Entrez…mais ne frappez pas!

Como se acreditasse no destino, Simone de Lyon picou a mula do Brasa Hill e foi pra casa do Marcel.

Mas isso não é necessariamente ruim: o Marcel mora ao lado da Torre Eiffel. Ou do Arco do Triunfo. Ou nas Champs Elysées. Ou em Collonges au Mont D’or, vizinho do restaurante tri-estrelado de Paul Bocuse. Mora no Monte Saint Michel. Em Cassis, perto de Marselha, onde não há a sobremesa com papaia que a levou ao estrelato (mal-agradecida, Cassis) e onde dá pra ver os artelhos – os artelhos, vejam bem (na Marcelândia apenas o top less é permitido por enquanto) – sob as águas tépidas do Mediterrâneo.

O Marcel é controlador da SNCF, a ótima companhia nacional de transporte ferroviária Marcelesa  (quando não está em greve, mais ou menos uns dois dias e meio por ano. Mas quando funciona, que pontualidade!). É instrutor da ESF no domínio do Mont Blanc,  uniforme vermelho, marca branca do óculos (mesmo quando tira os óculos), deslizantes nos pés e torcida pro céu ficar sempre azul sobre a cabeça, pra ele poder dar bandeira com todo estilo. Temível Marcel este, que solta, como quem prepara uma piada, essas pequenas pestes de três anos do alto da cabeceira gelada das pistas, aguardando com inconfessável satisfação a desabalada carreira que vai perturbar nosso já  titubeante chasse-neige.

Marcel mora em Neuilly sur Seine, vizinho do filho louro e metido à besta do presidente.  É ainda vinicultor nas colinas do Beaujolais assistindo a cada dia, desolado, a aparição de uma nova e esquálida casa pré-fabricada, estes caixotes de mal gosto que vêm destruindo, graças à aberrante escassez de  outros espécimes da linhagem de Jean Nouvel,  vagarosa, triste e irremediavelmente um pouco do charme mítico de suas paisagens.

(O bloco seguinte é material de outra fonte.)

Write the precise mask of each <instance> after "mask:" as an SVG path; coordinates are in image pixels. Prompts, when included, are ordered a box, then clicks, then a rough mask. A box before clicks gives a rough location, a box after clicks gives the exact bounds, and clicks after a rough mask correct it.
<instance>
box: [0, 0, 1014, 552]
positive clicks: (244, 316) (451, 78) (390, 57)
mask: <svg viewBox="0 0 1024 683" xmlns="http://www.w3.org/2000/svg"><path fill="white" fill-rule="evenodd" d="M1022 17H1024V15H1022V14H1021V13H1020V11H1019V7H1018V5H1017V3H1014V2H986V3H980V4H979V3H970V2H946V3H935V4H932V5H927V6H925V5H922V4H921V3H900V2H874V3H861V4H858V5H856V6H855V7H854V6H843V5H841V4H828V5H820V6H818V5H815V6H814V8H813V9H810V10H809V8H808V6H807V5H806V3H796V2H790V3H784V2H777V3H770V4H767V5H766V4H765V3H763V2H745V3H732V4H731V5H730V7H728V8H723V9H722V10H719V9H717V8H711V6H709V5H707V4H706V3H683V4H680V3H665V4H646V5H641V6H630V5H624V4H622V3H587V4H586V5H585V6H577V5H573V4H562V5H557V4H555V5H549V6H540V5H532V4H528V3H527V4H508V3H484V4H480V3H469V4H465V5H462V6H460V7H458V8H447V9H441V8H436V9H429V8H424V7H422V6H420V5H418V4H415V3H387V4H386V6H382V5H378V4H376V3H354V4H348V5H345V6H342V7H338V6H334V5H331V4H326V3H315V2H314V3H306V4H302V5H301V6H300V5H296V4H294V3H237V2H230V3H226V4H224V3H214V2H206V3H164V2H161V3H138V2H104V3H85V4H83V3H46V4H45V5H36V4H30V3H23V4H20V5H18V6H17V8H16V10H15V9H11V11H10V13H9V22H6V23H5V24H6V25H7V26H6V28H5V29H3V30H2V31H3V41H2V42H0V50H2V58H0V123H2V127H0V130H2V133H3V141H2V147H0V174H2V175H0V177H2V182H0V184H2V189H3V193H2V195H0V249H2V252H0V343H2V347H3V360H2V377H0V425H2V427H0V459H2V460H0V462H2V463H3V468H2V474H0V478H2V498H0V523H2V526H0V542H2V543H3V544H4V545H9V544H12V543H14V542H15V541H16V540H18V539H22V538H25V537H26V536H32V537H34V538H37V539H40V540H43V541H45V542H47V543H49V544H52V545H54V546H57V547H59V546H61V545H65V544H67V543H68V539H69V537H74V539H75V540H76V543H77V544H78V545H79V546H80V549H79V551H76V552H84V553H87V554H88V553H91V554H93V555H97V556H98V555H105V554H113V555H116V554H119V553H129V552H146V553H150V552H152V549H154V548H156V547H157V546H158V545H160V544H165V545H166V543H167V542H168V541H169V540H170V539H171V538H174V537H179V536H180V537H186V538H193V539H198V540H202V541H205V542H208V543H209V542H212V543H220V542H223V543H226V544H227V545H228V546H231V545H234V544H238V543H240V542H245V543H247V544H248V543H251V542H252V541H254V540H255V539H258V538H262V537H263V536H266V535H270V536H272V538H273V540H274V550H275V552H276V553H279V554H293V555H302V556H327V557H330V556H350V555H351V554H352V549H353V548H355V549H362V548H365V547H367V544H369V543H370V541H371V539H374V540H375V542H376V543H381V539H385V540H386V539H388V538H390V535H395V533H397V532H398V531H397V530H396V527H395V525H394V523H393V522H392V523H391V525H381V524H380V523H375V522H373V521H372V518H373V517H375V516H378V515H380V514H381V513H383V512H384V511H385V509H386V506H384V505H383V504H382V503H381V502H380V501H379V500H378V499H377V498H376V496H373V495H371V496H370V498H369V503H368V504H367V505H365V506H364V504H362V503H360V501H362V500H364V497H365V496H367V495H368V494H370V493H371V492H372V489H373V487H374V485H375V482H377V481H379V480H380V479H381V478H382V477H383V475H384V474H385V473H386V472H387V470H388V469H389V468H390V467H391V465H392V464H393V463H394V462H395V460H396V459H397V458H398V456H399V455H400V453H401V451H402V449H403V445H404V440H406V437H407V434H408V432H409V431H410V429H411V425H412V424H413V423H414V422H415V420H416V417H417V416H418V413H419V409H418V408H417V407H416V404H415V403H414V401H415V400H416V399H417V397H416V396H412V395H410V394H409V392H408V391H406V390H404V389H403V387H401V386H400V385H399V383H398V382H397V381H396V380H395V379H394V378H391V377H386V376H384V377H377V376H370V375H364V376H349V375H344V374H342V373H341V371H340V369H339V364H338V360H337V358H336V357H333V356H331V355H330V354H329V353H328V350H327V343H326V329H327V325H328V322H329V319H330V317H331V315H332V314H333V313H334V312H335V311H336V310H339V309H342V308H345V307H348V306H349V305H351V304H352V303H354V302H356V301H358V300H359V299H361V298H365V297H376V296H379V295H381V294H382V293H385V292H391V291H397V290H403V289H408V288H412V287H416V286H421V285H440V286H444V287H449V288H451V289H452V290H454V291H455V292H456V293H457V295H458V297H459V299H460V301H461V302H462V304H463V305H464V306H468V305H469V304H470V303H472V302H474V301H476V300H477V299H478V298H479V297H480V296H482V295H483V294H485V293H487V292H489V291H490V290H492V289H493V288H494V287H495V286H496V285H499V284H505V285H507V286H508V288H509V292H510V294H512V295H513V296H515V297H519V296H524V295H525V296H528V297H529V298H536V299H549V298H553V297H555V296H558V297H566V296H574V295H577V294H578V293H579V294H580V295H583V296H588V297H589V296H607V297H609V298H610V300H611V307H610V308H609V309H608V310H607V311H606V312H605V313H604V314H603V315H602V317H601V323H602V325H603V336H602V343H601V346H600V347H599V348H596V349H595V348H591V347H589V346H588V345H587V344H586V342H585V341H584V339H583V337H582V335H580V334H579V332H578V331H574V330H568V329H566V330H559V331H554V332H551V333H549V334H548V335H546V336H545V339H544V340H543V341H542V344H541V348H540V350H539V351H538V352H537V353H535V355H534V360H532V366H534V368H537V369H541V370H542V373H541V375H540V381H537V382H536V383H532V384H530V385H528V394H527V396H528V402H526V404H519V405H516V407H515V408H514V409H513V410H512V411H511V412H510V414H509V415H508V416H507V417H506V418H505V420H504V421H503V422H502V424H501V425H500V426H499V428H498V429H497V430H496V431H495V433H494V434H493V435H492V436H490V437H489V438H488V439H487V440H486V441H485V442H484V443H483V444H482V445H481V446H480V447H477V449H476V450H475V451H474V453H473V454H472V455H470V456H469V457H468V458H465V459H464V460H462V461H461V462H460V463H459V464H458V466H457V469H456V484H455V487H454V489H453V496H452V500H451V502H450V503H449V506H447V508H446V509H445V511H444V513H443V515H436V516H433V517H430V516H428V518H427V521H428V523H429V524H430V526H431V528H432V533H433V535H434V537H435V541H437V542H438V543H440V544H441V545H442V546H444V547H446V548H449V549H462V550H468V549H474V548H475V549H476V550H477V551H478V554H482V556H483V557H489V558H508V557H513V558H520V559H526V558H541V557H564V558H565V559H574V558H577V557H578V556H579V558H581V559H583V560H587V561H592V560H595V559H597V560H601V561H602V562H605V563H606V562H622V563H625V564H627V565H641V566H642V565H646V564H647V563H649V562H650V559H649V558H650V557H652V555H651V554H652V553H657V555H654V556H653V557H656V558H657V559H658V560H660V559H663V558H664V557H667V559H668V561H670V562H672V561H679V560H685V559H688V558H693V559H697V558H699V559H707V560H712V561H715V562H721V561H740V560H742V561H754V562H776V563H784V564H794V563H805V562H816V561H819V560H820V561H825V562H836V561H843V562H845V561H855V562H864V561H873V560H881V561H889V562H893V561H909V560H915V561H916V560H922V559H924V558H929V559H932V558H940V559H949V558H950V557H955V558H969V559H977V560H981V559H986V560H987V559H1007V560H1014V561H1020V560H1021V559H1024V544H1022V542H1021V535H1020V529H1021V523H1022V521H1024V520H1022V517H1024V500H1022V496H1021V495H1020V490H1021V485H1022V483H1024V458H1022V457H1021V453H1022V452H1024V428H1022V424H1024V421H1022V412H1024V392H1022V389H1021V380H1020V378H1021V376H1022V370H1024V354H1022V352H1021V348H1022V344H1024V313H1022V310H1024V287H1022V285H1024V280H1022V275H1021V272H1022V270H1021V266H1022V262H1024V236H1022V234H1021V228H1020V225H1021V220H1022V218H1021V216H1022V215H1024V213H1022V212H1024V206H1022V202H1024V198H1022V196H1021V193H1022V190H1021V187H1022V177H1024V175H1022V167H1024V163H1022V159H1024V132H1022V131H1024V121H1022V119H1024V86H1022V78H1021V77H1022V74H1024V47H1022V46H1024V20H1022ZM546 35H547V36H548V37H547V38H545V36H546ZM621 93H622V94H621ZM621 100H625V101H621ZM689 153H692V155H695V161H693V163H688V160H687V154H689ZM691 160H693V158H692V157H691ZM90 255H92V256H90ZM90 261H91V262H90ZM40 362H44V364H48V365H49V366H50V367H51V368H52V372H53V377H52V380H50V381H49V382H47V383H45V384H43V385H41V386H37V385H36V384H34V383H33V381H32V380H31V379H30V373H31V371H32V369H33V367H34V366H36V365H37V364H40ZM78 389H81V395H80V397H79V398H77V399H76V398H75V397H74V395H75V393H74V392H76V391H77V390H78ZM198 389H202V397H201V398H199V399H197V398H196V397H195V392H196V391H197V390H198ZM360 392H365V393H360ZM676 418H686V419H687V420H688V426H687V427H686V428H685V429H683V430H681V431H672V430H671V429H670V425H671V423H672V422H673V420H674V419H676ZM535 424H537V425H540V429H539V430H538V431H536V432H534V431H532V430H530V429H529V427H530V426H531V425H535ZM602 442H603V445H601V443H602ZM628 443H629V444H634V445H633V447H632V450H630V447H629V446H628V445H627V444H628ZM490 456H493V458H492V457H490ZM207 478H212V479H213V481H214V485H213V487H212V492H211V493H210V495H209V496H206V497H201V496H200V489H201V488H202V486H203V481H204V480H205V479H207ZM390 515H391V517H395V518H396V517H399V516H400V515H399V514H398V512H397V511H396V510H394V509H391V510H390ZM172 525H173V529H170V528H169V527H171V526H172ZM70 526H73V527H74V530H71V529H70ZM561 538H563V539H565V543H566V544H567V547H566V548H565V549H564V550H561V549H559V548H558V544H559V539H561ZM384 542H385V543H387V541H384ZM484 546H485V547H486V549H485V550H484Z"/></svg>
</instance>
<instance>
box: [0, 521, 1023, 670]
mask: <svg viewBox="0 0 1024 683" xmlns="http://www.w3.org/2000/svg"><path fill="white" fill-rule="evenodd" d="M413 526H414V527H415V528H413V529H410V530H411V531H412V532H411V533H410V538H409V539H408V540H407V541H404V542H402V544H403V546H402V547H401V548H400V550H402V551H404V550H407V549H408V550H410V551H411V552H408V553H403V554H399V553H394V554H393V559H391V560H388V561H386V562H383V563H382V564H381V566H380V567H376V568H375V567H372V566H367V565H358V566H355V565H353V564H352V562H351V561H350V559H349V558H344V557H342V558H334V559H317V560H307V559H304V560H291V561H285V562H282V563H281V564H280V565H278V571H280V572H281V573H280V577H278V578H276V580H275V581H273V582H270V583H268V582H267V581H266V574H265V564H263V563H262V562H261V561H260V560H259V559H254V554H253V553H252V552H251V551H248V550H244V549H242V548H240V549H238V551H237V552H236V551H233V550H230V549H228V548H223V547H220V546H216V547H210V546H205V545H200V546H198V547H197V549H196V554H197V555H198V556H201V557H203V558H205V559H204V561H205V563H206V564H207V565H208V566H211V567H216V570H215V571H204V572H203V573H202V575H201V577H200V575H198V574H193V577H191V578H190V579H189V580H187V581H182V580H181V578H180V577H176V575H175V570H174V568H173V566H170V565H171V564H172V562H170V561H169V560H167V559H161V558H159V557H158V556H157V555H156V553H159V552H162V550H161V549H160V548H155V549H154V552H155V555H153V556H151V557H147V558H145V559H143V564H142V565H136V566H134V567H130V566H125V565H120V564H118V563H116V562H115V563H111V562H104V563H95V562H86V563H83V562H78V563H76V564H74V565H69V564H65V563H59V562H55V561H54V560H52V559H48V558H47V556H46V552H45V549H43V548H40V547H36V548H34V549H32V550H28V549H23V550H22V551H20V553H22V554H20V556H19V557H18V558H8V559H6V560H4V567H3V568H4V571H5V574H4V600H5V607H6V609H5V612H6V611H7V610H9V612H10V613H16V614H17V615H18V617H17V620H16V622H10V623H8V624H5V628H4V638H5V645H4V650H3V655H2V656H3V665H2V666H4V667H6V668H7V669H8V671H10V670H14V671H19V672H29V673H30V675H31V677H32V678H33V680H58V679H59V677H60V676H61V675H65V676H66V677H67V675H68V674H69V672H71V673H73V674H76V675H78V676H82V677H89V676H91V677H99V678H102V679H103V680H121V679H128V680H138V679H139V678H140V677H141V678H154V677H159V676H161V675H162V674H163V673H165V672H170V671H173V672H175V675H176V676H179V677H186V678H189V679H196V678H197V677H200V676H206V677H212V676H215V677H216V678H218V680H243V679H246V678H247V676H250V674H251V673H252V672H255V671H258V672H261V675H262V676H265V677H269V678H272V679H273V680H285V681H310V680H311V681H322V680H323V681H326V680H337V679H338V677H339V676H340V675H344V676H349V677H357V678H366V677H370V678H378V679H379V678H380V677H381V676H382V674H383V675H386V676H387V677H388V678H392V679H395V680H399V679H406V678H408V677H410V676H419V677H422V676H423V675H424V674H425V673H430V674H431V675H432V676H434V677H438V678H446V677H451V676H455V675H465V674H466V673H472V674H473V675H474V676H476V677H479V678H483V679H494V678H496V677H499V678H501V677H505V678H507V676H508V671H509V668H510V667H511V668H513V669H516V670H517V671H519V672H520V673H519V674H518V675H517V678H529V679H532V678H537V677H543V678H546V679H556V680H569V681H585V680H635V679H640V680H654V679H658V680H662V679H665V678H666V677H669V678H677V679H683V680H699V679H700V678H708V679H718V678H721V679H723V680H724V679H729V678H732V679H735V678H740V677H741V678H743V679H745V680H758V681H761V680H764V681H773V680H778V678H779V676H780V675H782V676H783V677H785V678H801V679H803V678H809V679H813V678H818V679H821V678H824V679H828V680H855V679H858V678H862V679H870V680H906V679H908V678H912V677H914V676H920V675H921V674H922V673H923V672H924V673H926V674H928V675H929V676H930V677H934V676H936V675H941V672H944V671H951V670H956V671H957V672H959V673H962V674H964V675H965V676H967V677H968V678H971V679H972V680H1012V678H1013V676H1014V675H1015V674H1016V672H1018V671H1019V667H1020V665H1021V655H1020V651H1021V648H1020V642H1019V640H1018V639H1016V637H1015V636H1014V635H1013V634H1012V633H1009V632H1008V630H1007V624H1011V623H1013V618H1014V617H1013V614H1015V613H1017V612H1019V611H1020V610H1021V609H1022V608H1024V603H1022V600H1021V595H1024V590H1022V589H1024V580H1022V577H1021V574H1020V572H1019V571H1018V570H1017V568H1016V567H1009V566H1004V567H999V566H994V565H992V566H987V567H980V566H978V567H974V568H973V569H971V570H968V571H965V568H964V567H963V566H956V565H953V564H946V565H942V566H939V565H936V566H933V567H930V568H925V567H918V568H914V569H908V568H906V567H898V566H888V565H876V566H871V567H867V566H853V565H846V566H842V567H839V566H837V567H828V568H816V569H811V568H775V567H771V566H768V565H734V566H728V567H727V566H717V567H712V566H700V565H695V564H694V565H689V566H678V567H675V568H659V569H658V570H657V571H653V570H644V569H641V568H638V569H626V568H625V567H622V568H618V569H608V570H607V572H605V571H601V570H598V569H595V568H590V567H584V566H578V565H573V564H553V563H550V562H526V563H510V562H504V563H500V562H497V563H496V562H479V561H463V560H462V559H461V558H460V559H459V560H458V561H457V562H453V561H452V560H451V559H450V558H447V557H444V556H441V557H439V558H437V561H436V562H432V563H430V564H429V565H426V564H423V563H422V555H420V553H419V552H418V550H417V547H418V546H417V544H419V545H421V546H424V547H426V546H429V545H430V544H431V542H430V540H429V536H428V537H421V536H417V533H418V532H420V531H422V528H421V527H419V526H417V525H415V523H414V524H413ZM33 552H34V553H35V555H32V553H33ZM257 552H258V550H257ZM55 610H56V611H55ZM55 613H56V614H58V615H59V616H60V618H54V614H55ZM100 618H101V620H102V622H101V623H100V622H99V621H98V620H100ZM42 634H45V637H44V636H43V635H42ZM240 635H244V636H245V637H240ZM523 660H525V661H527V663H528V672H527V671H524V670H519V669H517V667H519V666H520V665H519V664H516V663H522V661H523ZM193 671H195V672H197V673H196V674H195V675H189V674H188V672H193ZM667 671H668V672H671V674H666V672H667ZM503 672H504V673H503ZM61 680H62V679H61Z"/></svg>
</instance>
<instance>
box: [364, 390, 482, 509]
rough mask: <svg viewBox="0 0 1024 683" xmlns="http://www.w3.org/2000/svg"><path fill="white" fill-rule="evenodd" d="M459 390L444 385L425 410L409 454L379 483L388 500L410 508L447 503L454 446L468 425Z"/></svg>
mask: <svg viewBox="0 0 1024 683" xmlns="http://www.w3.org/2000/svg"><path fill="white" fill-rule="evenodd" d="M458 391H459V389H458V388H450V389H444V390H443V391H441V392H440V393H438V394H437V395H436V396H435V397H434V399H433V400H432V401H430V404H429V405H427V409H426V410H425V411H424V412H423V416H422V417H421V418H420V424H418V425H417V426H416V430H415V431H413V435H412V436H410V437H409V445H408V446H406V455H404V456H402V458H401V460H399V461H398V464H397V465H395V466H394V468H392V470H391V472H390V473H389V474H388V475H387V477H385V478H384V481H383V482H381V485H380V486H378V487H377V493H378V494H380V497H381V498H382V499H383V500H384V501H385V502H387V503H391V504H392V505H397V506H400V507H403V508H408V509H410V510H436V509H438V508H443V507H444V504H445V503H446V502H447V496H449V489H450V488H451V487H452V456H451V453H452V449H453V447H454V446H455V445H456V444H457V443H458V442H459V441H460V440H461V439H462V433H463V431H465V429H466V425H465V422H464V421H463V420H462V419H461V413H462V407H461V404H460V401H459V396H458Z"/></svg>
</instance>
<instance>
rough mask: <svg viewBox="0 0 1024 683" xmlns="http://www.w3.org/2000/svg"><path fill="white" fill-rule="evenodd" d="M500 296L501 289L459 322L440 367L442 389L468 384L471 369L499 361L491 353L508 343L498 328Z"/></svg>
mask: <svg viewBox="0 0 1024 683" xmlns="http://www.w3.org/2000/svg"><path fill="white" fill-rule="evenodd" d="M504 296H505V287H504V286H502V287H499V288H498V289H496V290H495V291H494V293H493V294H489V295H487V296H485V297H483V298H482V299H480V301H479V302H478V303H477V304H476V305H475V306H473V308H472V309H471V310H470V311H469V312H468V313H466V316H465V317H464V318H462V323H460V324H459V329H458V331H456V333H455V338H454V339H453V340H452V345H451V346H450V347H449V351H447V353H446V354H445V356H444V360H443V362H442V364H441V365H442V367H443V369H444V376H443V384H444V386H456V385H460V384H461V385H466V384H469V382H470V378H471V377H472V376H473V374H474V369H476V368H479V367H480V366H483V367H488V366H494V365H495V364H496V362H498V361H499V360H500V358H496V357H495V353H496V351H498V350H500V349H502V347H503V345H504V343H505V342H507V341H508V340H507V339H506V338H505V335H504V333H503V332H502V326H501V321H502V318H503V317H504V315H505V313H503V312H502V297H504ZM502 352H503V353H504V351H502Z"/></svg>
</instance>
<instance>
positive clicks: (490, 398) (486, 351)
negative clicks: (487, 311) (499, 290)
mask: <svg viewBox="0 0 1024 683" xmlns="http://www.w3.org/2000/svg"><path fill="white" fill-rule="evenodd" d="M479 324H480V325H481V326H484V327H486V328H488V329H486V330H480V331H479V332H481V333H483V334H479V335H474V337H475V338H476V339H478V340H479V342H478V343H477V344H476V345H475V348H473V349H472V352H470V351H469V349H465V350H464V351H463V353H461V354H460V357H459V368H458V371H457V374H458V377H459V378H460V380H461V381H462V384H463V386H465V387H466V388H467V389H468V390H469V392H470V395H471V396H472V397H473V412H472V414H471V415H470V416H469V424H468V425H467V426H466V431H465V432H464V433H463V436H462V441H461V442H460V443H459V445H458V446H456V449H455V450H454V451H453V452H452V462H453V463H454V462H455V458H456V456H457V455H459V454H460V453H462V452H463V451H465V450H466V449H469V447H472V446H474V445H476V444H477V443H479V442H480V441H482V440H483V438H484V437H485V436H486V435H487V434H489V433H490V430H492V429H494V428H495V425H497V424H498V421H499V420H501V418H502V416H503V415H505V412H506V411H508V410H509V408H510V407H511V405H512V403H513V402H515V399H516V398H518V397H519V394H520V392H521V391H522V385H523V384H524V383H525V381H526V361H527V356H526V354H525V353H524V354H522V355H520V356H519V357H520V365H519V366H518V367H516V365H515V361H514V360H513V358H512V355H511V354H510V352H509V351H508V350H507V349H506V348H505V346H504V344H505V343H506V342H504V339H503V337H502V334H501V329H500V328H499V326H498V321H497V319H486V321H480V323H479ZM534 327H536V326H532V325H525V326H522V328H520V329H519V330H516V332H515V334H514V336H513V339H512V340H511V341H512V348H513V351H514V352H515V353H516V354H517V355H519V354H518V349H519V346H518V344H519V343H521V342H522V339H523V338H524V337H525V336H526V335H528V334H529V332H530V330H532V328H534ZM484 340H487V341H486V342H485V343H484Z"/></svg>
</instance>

Na casa do Marcel também tem Tunisianos expatriados, Haitianos sinistrados, Algerianos estabelecidos. Tem armenianos famosos (Tio Aznavour, salve salve!), ingleses rancorosos, italianos invejosos e corações quentes saídos diretamente dos territórios d’outre mer. Tem os dos souks de Marrakech,  Japonês atrás de flash, tem Chinês (e como tem!) e Português que se chama Jean. Tem Egípcios cravados em plena place de la Concorde, tem Russos e Demis Roussos (que é grego). Tem Árabes. E Árabes e Árabes. Com lenços ou sem documentos. Romenos e Roms, que com seus trailers vetustos e seu caló ancestral nos transportam pra uma Rocinha cigana estranhamente familiar. Tem imagem d’Epinal, dançarina de samba Brashilliense, moças bonitas que não pagam mas também não levam, pé noir, pé de valsa, pede- esmola na boca do metrô e pé de moleque que não dá pra comer porque os amendoins daqui não gorjeiam como os de lá.Tem Fast Food de carne Hallal. Minaretes. Polêmica.

Na casa do Marcel tem de tudo. Tem até marcelês. E também um debate com um perigoso cheiro de mofo reacionário promovido pelo Estado sobre identidade nacional: o que é ser marcelês?

Não sou marcelesa e portanto não posso meter minha colher nessa discussão. Mas posso dar meu palpite: ser marcelês é lembrar de guerras que já perdeu e ter de engolir na marra o melting pot indigesto da pós-modernidade. É reclamar, muitas vezes com razão, para que as coisas não mudem. É se desesperar diante das industrias que se mudam para a China, deixando pra trás um rastro de tradições calcinadas  É cutucar com vara curta o revolucionário que adormece em cada um pra poder botar um pouco de ordem na bagunça, mesmo se isso tem sido cada vez mais difícil. Porque como em quase todo lugar neste mundo maluco, a casa do Marcel parece hoje um verdadeiro bordel.  Mas nem por isso já virou a casa da mãe Jeanne.

Bom séjour, Simone . E boa sorte, marceleses.